# 4x4 Yau example solves



## ottozing (Mar 11, 2013)




----------



## yoshinator (Mar 11, 2013)

Very nice walkthrough solves, being CN must be nice!
Still faster than you at 4x4 =D

Edit: And apparently 3x3 and 5x5 (wtf?)


----------



## SenileGenXer (Mar 11, 2013)

Thanks to you and to Robert Yau for posting these. I'll pick up a third of what you are showing and be a better cuber.
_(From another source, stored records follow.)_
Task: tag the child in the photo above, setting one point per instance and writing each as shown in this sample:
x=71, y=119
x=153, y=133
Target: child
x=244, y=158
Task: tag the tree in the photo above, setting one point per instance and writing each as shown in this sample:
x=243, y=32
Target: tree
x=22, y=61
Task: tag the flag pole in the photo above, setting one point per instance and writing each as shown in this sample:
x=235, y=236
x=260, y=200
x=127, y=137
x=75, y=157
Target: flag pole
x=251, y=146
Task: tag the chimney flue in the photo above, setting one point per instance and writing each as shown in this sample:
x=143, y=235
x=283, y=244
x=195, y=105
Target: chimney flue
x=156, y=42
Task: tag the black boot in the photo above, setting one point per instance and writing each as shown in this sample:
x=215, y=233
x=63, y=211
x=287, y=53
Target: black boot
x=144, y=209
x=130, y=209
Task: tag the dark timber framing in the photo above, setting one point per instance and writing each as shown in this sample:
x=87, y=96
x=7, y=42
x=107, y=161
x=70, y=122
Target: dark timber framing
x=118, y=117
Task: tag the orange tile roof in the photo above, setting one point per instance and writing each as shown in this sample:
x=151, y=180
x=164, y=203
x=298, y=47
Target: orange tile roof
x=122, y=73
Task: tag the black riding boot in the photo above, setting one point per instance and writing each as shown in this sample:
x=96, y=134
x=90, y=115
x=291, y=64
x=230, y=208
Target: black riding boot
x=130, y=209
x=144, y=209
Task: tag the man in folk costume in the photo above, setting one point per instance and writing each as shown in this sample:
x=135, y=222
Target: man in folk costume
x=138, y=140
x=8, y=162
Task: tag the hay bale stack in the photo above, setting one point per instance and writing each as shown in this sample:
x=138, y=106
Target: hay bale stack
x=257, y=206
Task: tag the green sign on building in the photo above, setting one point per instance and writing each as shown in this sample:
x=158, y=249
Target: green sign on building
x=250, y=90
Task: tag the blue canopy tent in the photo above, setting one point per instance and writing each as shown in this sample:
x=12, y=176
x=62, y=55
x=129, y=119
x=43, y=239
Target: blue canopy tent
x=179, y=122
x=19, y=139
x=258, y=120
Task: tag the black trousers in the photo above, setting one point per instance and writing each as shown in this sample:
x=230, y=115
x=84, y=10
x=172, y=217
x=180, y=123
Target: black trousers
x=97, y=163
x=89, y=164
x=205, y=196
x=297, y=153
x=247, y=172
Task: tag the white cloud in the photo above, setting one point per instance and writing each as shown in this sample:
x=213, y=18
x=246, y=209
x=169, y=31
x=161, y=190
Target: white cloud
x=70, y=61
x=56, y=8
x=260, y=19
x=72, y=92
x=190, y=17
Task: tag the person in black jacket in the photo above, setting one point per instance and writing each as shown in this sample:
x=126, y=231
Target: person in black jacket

I'm currently at 2 minutes on a 4x4. It's a shame I feel so much faster. 

You accent sounds a little south african english (not afrikaner but that minority of a minority of south africans who are of english decent) instead of straightforward Australian.


----------



## ottozing (Mar 11, 2013)

yoshinator said:


> Very nice walkthrough solves, being CN must be nice!
> Still faster than you at 4x4 =D
> 
> Edit: And apparently 3x3 and 5x5 (wtf?)



XD Ever since school started, I've been cubing a bit less so I haven't quite caught up yet


----------



## yoshinator (Mar 11, 2013)

ottozing said:


> XD Ever since school started, I've been cubing a bit less so I haven't quite caught up yet



I've got spring break in a couple of days, I'm gonna practice like crazy then, I hope to be sub-40 (4x4) and sub-10 (3x3) by the end of spring break. Wish me luck =)


----------